The important part is how you restrict things. The goal is to reduce the number of combinations you'll need to check. Here's some examples:
Choose one 1st level spell from your class' spell list. That spell no longer requires concentration for you.
There are 29 spells that qualify for that. Each would need to be tested against every other concentration spell in the game. That leaves 6467 combinations to test.2
Bless no longer requires concentration for you.
Bless would need to be tested against every concentration spell (including itself), leaving 237 combinations. That's still a lot, but way less than the less restrictive version.
As a Cheese Domain cleric, you can concentrate on two spells as long as both spells are from your domain list.
If all 10 of the Cheese Domain spells normally require concentration, then they'd need to be tested against each other. That brings it down to 55 combinations.1
If you are concentrating on bane, bless, or shield of faith, casting a different spell from that list does not cause you to lose concentration on the first. You may not have more than two of these spells active in this way. If you lose concentration, both spells end.
This only requires checking 3 combinations1 - a far more reasonable number. Furthermore, that number doesn't increase as new spells come out.
Long-duration spells make things even more complicated
In the previous sections, we were just considering two-spell interactions. If you start a fight without any spells running, then it'll take two rounds (in most cases) for you to get two concentration spells going. However, spells with a duration longer than 1 minute are often cast before the fight even starts.

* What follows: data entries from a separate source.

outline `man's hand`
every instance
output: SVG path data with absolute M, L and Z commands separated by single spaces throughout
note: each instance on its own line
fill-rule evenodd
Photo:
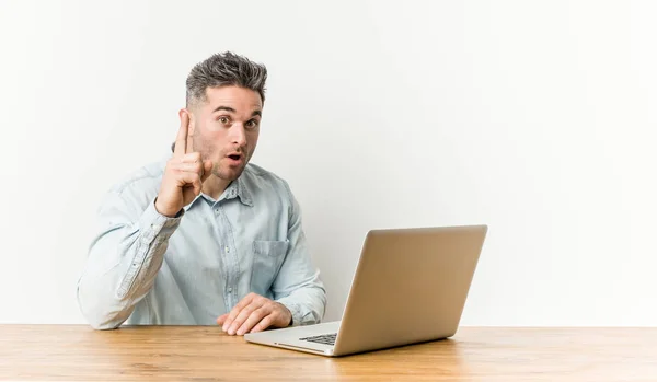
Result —
M 292 321 L 292 313 L 281 303 L 272 301 L 256 293 L 249 293 L 235 308 L 220 315 L 217 324 L 231 336 L 245 333 L 262 332 L 266 328 L 287 327 Z
M 192 141 L 187 139 L 189 115 L 181 112 L 181 128 L 175 140 L 173 157 L 166 162 L 155 209 L 173 218 L 200 194 L 201 185 L 210 176 L 212 162 L 200 159 L 199 152 L 193 152 Z

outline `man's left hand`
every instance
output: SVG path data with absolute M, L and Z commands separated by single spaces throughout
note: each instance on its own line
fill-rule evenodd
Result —
M 262 332 L 270 326 L 287 327 L 292 313 L 281 303 L 256 293 L 249 293 L 230 313 L 220 315 L 217 324 L 231 336 Z

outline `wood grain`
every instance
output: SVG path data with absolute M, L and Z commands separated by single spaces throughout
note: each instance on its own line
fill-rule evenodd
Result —
M 462 327 L 324 358 L 217 326 L 0 325 L 2 381 L 657 381 L 657 328 Z

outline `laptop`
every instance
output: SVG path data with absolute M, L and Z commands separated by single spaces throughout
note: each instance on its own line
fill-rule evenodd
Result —
M 247 333 L 249 343 L 327 357 L 456 334 L 487 225 L 371 230 L 342 320 Z

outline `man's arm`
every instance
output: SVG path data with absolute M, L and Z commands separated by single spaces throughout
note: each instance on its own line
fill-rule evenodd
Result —
M 96 329 L 120 326 L 150 291 L 169 238 L 180 224 L 181 217 L 160 215 L 154 200 L 141 215 L 135 210 L 115 192 L 99 210 L 101 227 L 77 290 L 80 310 Z
M 315 324 L 324 317 L 326 290 L 319 269 L 312 264 L 303 233 L 301 209 L 288 184 L 285 185 L 291 200 L 288 228 L 290 245 L 272 291 L 274 299 L 292 313 L 292 325 Z
M 182 109 L 180 117 L 173 157 L 154 200 L 143 209 L 130 195 L 110 193 L 100 210 L 101 229 L 78 281 L 80 310 L 95 328 L 118 327 L 150 291 L 183 207 L 211 175 L 212 163 L 193 151 L 187 111 Z

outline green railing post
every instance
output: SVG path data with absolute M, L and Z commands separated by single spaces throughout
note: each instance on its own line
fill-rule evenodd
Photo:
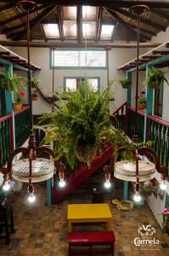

Allowing a 9th level cleric to cast shield of faith (10m duration) or spirit guardians (10m duration) without requiring concentration, for example, means that both spells plus holy weapon (1h duration) could easily be active before the cleric even opens the door! That's triple the amount of active spells for no action at all!
The designers specifically advise against it
The DMG says:
Beware of adding anything to your game that allows a character to concentrate on more than one effect at a time [...]. Rules and game elements that override the rules for concentration [...] can seriously unbalance or overcomplicate your game.
This isn't just a cop-out answer. There are very few features of the system that are called out in this way. That likely makes concentration a fundamental part of the design of the system.
The meta reasons
In my experience, newcomers to 5e are often frustrated by the concentration rules. They take damage and lose a spell, or they can't shield of faith the fighter without losing spirit guardians. They want to avoid that frustration by changing or removing concentration.
What I'm saying is - concentration changes are frequently (but not exclusively) suggested by less experienced players. When people say "don't change concentration", they usually mean "changing concentration requires extensive knowledge of the system; if you're asking non-specific questions about it, you probably don't have the knowledge required, and there's no way we can convey that in a post".
I'm not saying that reaction is right, but people are good at picking up on patterns, and this is one of them.
1 Calculated as a combination with repetition, which I think is the right math here. This accounts for bless + shield of faith being equivalent to shield of faith + bless.
2 Calculated with a simple product (237 × 29), minus the duplicates. Each spell after the first has to check one less combination (since it would be a dupe), meaning the total number of dupes is the sum of numbers between 1 and 28: 402. That leaves 6873 − 402 = 6467.